Broken glass was strewn along downtown Providence sidewalks outside ransacked businesses. Inside and out, weary-looking owners and staff were scrambling to clean up while trying to make sense of it all.
That’s what the capital city woke up to on June 2, after a night of mayhem and rioting following what had been peaceful protesting of the killing of a Minnesota man, George Floyd, while in police custody in that state.
It was all the more heartbreaking to witness given what many of those owners and their employees have been through during the COVID-19 pandemic and the timing – the week many of them were reopening.
But as has occurred so often since the sudden March shutdown of much of the state economy to contain the spread of the new coronavirus, amid the suffering there were also signs of hope and resilience.

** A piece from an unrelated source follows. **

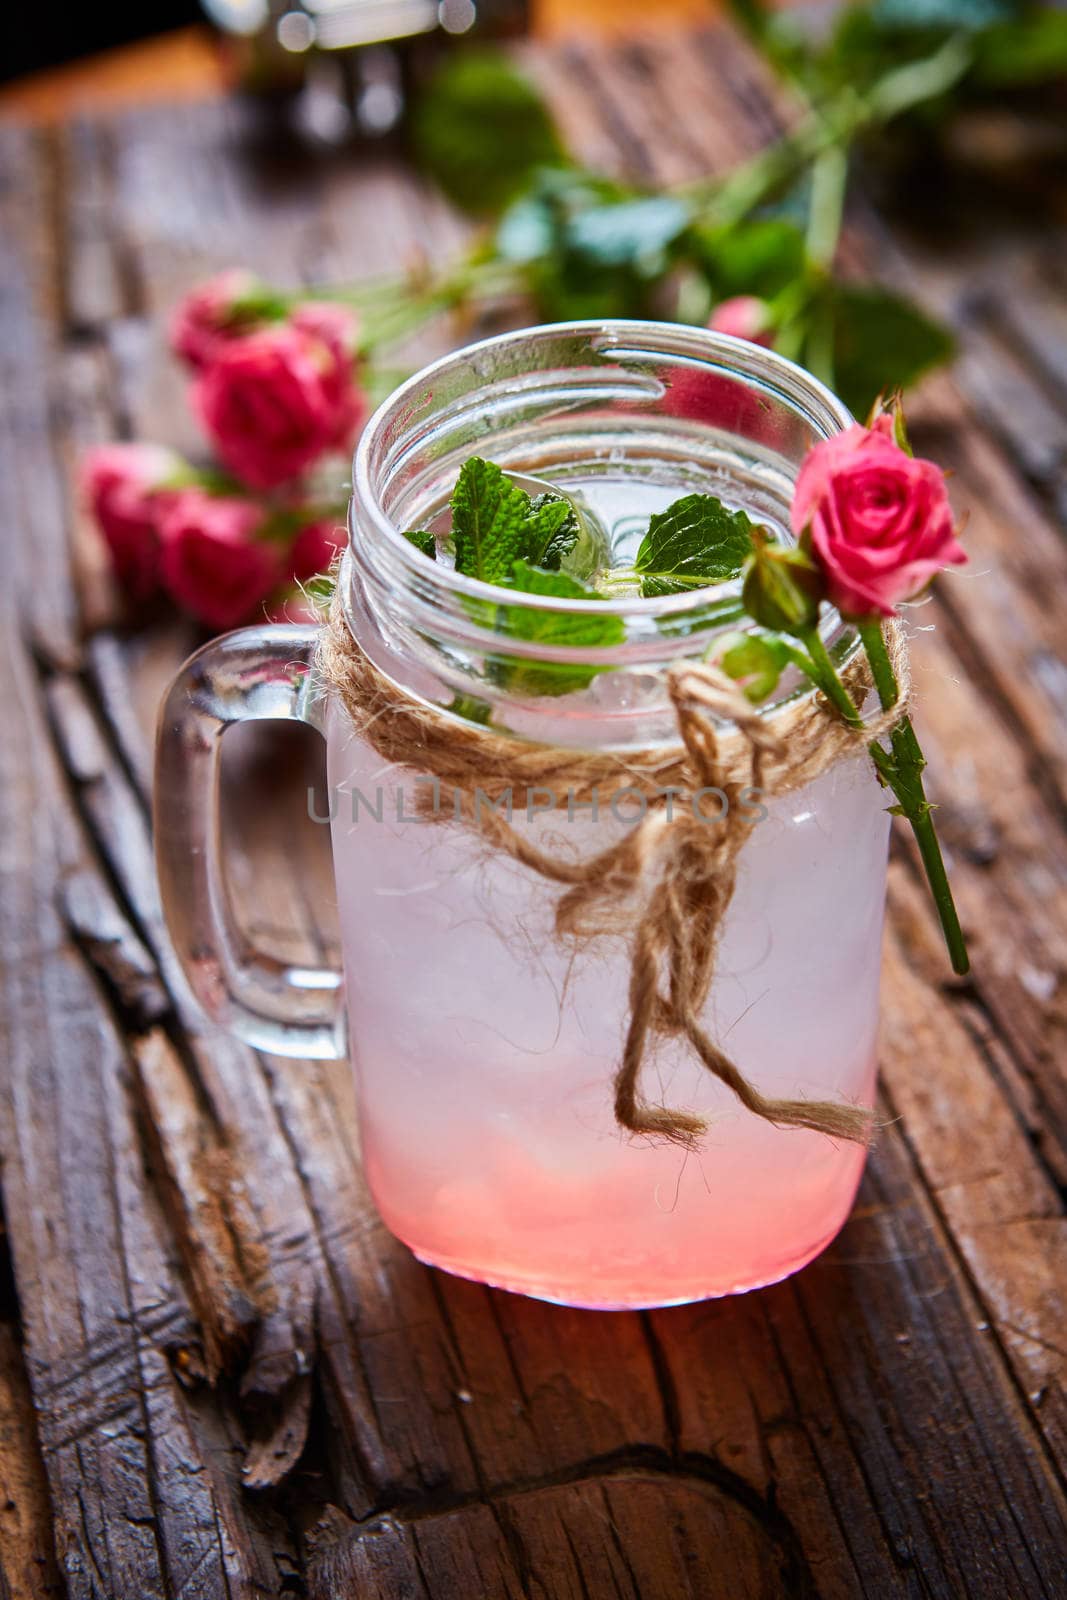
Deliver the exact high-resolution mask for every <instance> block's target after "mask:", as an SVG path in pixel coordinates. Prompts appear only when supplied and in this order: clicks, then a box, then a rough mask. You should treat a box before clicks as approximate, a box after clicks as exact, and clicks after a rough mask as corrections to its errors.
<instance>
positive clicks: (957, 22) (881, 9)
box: [870, 0, 1021, 34]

As business owners worked to board up storefronts, neighbors and strangers came by to help.
Mariela O’Neill made her way to Providence with a dustpan and broom. The East Providence woman joined a stranger who came for the same reason.
When they stopped outside the Black Sheep Providence pub on Westminster Street to sweep up broken glass, the owner stepped outside. He declined to discuss the damage, noting others had suffered worse, but he made sure to thank the two strangers.
It was a scene of compassion and support in the face of crisis repeatedly seen across the Ocean State in recent months.
In a state whose motto is “Hope,” such respites offer just that for Rhode Islanders and struggling businesses still fighting to survive.